After nearly two months, the State of Emergency was lifted due to International pressure.

==Internet and SMS service taken offline==
Dhiraagu and Focus Infocom was forced to shut down Internet and SMS services to prevent the images, video and news of the event leaking to international media. However the events were covered and the images did leak to media despite these preventive measurements.

==Local media reporting==
Both Television Maldives (TVM) and Voice of Maldives (VOM), controlled by the government, initially did not report the event as a major event. At 1400hrs news, while the protest was still going, TVM reported that "only a small crowd had gathered and caused disharmony at the Republican Square, the people who caused this had been noted and that action will be taken against them". At 2000hrs news, after declaring the State of Emergency, TVM downplayed the size of the protesters, and called the gathering "illegal in every possible sense".

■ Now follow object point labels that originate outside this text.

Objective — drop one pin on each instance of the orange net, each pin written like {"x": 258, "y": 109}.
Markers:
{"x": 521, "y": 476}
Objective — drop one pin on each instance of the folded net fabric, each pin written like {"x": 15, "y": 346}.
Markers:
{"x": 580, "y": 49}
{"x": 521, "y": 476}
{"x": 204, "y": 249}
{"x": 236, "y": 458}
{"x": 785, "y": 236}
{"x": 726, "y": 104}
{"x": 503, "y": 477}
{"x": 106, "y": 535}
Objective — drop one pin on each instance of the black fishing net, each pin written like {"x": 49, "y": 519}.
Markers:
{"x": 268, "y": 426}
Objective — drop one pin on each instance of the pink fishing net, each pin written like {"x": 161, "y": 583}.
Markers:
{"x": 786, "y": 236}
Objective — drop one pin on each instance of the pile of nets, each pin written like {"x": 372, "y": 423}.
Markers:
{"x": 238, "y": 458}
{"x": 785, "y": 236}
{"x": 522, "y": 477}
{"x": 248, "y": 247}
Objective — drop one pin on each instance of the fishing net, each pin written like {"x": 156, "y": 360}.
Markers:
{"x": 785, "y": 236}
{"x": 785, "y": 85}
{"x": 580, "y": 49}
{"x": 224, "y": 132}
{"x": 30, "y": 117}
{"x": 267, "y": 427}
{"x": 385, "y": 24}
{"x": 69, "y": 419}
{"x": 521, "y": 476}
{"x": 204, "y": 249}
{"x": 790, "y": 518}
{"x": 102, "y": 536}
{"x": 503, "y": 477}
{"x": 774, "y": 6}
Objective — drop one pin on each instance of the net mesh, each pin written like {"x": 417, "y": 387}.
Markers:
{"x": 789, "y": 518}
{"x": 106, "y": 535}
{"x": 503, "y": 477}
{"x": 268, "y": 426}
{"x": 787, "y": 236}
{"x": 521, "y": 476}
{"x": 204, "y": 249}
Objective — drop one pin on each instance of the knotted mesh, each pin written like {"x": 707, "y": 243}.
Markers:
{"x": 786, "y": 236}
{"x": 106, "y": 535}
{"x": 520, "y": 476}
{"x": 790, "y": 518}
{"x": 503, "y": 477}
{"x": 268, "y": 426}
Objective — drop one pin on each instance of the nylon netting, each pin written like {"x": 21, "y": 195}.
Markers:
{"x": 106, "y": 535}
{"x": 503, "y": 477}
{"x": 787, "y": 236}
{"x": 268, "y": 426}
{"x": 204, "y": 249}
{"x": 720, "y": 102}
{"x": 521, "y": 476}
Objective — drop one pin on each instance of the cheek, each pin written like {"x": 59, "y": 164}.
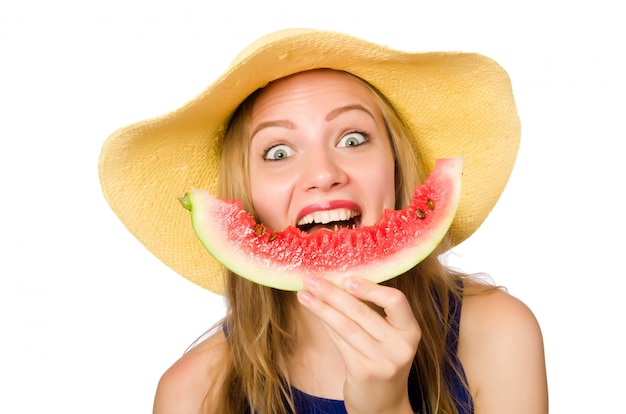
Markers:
{"x": 270, "y": 199}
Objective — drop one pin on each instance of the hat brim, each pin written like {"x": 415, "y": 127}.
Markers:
{"x": 456, "y": 104}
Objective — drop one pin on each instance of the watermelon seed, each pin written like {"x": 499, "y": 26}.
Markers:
{"x": 420, "y": 213}
{"x": 258, "y": 230}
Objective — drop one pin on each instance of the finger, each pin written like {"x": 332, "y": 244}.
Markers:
{"x": 350, "y": 306}
{"x": 349, "y": 337}
{"x": 395, "y": 304}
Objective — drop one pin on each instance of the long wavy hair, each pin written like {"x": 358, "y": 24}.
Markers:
{"x": 260, "y": 331}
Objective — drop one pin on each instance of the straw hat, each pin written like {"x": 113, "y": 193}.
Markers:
{"x": 456, "y": 104}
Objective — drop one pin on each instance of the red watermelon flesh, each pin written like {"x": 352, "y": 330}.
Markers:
{"x": 280, "y": 259}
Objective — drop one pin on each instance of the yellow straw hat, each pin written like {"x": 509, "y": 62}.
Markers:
{"x": 456, "y": 104}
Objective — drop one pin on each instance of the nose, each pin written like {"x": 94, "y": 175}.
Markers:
{"x": 322, "y": 171}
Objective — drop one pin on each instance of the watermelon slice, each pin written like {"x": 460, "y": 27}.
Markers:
{"x": 280, "y": 259}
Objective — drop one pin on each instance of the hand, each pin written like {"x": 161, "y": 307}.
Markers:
{"x": 377, "y": 350}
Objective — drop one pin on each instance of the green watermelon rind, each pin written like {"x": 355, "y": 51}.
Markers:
{"x": 281, "y": 259}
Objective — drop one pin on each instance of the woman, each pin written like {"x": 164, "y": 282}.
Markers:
{"x": 306, "y": 136}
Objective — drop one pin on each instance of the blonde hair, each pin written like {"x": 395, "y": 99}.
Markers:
{"x": 260, "y": 334}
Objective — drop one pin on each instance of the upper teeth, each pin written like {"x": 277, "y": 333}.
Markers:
{"x": 327, "y": 216}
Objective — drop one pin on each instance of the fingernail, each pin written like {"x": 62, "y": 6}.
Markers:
{"x": 304, "y": 297}
{"x": 351, "y": 284}
{"x": 311, "y": 282}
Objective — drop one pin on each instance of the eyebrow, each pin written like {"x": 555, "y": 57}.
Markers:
{"x": 268, "y": 124}
{"x": 329, "y": 117}
{"x": 338, "y": 111}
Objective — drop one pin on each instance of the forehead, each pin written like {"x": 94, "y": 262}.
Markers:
{"x": 316, "y": 82}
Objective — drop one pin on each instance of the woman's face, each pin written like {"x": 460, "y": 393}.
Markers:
{"x": 320, "y": 155}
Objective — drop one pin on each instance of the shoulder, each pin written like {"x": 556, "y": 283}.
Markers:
{"x": 501, "y": 349}
{"x": 194, "y": 378}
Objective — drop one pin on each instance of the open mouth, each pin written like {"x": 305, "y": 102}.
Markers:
{"x": 332, "y": 220}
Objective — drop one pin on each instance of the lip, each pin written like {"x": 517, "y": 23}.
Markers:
{"x": 328, "y": 205}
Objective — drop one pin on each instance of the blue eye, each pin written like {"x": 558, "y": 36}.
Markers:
{"x": 352, "y": 139}
{"x": 278, "y": 152}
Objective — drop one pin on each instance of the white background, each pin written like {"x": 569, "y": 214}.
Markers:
{"x": 89, "y": 320}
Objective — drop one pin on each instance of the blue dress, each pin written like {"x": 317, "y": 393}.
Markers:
{"x": 309, "y": 404}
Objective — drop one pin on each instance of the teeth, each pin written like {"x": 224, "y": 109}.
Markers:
{"x": 327, "y": 216}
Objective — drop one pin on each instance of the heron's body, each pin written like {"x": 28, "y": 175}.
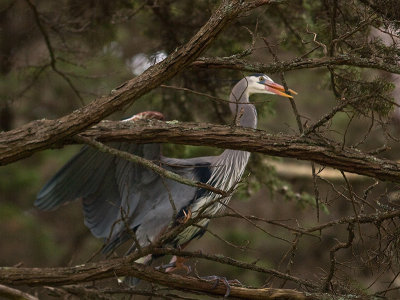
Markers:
{"x": 120, "y": 196}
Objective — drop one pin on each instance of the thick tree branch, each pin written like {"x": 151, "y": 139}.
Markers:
{"x": 295, "y": 64}
{"x": 198, "y": 134}
{"x": 38, "y": 135}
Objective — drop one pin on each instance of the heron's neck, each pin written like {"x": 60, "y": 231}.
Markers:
{"x": 241, "y": 108}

Special programs were aired on Radio and Television to cover-up the real reason behind the protest. It was portrayed by the local media to be a violent mob that attacked police building, government properties and attack police officers. One sided, biased reporting was aired for weeks on the local media.

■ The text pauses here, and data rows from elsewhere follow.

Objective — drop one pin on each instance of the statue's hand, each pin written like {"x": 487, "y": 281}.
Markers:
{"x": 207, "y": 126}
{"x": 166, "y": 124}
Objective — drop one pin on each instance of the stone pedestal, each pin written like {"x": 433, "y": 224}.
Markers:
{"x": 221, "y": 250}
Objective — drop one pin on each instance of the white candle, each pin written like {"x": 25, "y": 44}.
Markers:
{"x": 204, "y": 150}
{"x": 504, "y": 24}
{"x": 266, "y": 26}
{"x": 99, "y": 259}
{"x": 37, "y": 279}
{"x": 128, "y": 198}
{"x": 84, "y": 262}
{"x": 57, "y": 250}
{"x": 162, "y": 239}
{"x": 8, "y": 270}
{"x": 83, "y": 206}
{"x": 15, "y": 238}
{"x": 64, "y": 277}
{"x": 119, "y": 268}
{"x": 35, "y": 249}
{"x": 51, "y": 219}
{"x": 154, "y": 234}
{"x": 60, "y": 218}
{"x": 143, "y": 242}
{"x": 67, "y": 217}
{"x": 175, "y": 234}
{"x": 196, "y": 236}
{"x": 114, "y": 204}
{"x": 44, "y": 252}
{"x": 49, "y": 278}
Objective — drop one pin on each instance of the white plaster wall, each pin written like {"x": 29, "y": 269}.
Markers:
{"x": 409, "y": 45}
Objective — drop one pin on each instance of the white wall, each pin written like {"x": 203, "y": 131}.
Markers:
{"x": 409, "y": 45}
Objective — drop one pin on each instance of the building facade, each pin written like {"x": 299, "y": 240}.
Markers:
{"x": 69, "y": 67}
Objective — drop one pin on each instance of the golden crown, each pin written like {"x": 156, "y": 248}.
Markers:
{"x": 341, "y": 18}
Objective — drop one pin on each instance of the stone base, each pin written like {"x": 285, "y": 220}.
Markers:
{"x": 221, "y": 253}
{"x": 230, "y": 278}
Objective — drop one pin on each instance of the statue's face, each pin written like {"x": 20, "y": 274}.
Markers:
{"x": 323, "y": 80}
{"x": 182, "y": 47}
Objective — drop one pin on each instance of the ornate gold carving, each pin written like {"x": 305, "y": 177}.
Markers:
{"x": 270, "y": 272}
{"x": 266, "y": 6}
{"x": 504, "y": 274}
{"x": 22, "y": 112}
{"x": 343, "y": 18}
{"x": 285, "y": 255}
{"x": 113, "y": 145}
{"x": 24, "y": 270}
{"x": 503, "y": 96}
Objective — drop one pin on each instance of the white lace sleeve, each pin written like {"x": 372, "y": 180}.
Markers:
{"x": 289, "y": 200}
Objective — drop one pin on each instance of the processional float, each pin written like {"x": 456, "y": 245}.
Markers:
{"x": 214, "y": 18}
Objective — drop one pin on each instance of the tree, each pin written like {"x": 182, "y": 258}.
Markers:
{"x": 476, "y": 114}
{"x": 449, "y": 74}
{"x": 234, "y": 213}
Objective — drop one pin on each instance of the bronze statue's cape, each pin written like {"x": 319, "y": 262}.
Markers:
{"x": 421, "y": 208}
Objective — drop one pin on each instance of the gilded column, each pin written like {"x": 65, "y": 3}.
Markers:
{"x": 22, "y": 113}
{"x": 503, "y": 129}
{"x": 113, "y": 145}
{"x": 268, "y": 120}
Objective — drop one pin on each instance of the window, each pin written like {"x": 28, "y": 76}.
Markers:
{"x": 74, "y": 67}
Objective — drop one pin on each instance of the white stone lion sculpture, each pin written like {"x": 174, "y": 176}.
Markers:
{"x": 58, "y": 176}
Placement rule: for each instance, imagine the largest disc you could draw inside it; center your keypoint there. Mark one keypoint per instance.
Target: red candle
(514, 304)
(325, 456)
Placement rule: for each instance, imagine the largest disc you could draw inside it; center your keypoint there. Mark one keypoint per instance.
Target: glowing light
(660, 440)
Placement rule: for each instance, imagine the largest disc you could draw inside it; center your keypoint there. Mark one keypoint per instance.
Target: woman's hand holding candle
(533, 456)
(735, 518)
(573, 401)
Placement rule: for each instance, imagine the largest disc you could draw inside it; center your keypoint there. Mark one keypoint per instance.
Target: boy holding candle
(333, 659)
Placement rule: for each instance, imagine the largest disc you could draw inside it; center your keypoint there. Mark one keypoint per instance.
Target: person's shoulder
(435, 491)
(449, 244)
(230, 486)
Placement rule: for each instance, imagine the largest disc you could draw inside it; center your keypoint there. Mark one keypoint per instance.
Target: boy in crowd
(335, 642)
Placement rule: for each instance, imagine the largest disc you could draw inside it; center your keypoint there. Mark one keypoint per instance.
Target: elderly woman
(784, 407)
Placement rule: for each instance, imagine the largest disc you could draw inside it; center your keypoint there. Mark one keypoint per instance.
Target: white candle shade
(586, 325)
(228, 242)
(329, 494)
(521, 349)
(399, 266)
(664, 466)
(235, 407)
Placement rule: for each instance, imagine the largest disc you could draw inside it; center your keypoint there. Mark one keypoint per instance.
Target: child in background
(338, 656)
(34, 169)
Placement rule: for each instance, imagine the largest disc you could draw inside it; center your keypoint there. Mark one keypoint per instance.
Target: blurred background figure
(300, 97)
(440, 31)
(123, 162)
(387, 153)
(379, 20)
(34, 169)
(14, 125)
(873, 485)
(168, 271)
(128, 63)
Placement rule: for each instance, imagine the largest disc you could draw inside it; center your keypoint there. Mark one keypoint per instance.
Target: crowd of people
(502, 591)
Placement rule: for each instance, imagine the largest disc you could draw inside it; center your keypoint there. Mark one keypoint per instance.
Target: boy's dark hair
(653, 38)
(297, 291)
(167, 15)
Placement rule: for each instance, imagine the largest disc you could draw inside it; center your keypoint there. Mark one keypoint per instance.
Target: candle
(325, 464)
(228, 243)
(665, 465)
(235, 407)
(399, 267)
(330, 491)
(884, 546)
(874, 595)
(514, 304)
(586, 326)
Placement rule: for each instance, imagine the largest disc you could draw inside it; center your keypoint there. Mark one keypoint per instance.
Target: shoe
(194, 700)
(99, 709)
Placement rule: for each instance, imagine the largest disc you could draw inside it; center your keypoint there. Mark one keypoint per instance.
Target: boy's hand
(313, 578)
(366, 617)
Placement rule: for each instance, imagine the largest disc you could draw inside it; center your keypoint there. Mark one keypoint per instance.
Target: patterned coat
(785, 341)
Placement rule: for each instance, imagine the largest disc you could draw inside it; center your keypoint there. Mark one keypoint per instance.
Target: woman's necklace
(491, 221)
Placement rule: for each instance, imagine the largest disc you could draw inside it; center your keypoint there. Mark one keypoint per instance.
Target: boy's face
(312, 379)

==One year anniversary demonstration==

On August 12, 2005, to mark the first anniversary of the Black Friday, members of the Maldivian Democratic Party and pro-reformists started gathering near Republican Square. Despite heavy police and NSS presence, at around 4:30pm local time Mohamed Nasheed - Chairman of the MDP - along with other several leading members of the party, decided to gather at Republican square. Security was tight around Malé due to the obvious perceptibility of such a demonstration to mark this anniversary. Two days before, on August 10, 2005, NSS announced that they will be conducting a huge training exercise in Malé for four days, starting from August 11, 2005.

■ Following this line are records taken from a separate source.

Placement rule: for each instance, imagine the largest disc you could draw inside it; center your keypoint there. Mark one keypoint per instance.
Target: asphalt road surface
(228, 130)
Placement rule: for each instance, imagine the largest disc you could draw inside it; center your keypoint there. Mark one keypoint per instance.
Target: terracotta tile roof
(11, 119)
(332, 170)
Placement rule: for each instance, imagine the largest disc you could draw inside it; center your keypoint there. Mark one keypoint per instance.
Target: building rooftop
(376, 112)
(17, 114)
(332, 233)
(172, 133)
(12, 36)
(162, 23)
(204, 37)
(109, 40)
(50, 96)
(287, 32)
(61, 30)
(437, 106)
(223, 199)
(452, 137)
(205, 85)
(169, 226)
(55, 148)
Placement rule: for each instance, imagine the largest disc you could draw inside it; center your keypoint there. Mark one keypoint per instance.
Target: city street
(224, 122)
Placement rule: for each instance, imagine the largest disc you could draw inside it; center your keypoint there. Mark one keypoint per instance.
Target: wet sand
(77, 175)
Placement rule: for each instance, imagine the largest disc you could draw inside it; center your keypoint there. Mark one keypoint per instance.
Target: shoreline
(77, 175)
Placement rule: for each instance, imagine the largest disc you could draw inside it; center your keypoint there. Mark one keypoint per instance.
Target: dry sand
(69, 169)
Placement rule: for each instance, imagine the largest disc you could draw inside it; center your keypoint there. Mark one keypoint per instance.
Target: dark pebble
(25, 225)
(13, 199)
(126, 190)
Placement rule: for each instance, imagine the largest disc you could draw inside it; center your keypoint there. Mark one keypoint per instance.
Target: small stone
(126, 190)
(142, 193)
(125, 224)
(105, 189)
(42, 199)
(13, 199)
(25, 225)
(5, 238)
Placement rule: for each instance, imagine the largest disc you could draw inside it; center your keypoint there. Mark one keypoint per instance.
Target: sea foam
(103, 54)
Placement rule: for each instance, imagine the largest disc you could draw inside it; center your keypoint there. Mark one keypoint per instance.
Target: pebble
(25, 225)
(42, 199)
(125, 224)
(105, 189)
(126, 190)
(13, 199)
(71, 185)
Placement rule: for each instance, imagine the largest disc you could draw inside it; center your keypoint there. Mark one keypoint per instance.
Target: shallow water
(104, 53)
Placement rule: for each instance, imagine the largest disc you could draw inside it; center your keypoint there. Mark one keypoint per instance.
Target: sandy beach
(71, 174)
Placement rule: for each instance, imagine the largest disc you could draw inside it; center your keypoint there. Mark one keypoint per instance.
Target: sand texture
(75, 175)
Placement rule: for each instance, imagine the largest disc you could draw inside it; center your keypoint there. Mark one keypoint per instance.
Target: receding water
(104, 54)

Despite heavy police presence, Mohamed Nasheed decided to sit right in the center of the Republican Square with his colleagues. Minutes later he was approached by a team of Maldives Police Service. They approached him and asked him to simply "go away" from there. Nasheed demanded to know why he was asked to leave while he is not committing anything illegal. The leader of this team responded by saying such gatherings are illegal and they will have to remove him by force if not obeyed within five minutes. To this ultimatum, Nasheed responded by saying. "You will give us five minutes, after that, what? You will beat us to death?" At one time Nasheed asked the police to join them, since he is not inciting violence but peacefully sitting there. Since he refused to leave the spot, the police team moved towards the flag pole few meters away.

At around 4:23pm, riot police moved into Republican Square. Soon they surrounded Mohamed Nasheed along with other members of the party, present with him. Nasheed and his colleagues still refused to stand up. Members of riot police then forcefully removed them and had them taken into the nearby NSS headquarters. This led to civil unrest in Malé and some other atolls, that lasted for three nights. The unrest was controlled and several people were arrested.